Der Grund dafür geht auf die Antike zurück. Griechische Philosophen und Wissenschaftler waren es, die die die Grundsteine für zahlreiche wissenschaftliche Theorien und Konzepte legten. Diese Ursprünge erklären, warum das Griechische als Lingua Franca der Gelehrten und für den intellektuellen Dialog fungieren konnte. Mit der Übernahme dieser wissenschaftlichen Konzepte und des dazugehörigen Wortschatzes in spätere Epochen wurden die griechischen Elemente zu einem festen Bestandteil der Fachsprache.

Die Renaissance und die Aufklärung, Epochen der Wiederentdeckung und Förderung antiken Wissens, haben die Relevanz des Griechischen sogar noch verstärkt. Es wurden neue, präzise und international verständliche Fachtermini etabliert, die für die moderne Wissenschaft und Technologie essentiell sind.

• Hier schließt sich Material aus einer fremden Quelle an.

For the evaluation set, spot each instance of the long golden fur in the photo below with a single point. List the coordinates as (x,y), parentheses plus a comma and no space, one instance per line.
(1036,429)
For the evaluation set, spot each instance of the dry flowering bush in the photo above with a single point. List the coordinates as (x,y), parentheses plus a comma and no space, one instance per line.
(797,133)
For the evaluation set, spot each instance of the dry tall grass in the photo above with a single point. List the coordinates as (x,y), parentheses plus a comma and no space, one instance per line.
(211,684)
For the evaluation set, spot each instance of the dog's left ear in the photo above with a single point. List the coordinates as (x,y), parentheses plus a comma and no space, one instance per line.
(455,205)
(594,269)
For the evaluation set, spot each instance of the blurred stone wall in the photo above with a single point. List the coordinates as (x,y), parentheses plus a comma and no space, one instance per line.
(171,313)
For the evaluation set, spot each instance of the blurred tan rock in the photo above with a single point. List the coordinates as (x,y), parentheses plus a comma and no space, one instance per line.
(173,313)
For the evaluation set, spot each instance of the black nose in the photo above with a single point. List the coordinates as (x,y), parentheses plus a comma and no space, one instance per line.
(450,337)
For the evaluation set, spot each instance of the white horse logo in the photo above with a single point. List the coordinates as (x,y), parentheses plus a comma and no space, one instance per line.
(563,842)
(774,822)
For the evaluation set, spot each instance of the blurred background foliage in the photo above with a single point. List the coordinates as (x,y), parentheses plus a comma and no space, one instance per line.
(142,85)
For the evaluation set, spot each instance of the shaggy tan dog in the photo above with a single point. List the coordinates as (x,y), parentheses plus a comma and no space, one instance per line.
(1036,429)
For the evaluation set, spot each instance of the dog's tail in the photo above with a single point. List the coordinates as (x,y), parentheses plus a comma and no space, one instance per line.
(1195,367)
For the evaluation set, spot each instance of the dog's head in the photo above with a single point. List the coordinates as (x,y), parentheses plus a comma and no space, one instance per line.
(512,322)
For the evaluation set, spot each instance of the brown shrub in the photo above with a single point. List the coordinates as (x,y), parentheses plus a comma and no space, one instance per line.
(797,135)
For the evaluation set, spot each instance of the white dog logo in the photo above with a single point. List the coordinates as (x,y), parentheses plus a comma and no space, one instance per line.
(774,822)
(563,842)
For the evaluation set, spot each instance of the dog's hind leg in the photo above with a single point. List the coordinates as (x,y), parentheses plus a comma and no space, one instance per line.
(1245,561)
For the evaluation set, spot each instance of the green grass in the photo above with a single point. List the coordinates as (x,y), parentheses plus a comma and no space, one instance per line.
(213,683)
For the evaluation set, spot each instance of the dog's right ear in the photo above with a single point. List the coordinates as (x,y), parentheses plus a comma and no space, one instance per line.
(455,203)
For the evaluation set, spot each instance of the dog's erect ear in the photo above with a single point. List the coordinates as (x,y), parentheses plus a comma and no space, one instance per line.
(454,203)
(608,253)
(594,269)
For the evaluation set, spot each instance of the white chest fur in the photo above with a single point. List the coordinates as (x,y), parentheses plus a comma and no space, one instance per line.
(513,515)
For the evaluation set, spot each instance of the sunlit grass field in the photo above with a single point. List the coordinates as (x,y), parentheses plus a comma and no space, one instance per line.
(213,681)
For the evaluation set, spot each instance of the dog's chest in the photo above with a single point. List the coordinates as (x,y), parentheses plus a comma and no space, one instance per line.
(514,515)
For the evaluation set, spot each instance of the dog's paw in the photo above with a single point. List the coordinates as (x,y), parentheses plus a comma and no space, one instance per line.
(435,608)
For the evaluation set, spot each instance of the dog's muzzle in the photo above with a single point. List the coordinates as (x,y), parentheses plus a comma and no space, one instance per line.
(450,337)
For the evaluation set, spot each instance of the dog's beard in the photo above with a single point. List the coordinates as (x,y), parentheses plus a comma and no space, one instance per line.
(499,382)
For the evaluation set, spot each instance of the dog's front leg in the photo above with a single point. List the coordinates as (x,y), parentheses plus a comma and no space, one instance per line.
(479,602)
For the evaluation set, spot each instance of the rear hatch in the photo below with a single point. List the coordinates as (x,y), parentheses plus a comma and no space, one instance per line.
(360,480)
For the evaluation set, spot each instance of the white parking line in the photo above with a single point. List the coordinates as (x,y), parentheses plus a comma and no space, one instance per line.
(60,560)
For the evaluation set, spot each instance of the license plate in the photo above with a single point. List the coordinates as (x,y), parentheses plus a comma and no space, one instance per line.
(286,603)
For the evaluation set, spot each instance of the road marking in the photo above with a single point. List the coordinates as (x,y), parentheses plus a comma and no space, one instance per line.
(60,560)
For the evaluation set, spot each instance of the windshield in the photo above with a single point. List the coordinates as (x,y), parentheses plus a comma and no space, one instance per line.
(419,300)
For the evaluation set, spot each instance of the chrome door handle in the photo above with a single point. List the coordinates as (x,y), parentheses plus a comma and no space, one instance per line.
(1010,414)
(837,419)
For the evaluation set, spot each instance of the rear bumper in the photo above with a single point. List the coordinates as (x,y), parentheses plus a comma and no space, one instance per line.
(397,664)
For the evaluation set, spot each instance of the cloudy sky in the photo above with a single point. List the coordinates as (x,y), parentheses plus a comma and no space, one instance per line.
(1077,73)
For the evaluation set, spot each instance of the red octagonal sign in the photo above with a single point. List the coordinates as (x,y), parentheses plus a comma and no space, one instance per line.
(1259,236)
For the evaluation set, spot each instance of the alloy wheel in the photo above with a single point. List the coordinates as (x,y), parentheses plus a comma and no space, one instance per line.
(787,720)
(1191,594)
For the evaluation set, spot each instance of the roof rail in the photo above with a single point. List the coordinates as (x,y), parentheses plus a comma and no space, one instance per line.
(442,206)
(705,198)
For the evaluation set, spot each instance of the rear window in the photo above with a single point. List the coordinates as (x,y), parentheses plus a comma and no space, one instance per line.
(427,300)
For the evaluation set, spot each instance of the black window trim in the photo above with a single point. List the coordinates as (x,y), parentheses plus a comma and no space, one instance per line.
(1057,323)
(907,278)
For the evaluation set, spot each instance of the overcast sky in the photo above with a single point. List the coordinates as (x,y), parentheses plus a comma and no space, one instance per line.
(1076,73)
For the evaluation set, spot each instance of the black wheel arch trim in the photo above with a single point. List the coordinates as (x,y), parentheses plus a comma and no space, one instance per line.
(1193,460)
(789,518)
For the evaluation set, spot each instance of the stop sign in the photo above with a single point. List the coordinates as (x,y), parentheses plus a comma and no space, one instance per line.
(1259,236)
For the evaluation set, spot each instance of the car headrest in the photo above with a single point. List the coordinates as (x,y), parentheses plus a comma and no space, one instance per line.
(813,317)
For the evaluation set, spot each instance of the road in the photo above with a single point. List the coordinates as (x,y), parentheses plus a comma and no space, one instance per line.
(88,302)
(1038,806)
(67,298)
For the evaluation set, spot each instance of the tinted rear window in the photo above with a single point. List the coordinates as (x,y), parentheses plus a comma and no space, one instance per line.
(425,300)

Einen Sprachgebrauch ohne das Griechische können wir uns heute kaum vorstellen, wenn man einmal darauf achtet, wo überall die Antike drin steckt. Siehe auch: 63 Präfixe aus dem Lateinischen und Griechischen, die im Deutschen unverzichtbar sind

Liste lateinischer und griechischer Suffixe im Deutschen

Hier ist eine Auswahl, der wichtigsten Suffixe. Sortier nach Wichtigkeit und Anwendungsfrequenz. Die Beispiele dienen der Veranschaulichung.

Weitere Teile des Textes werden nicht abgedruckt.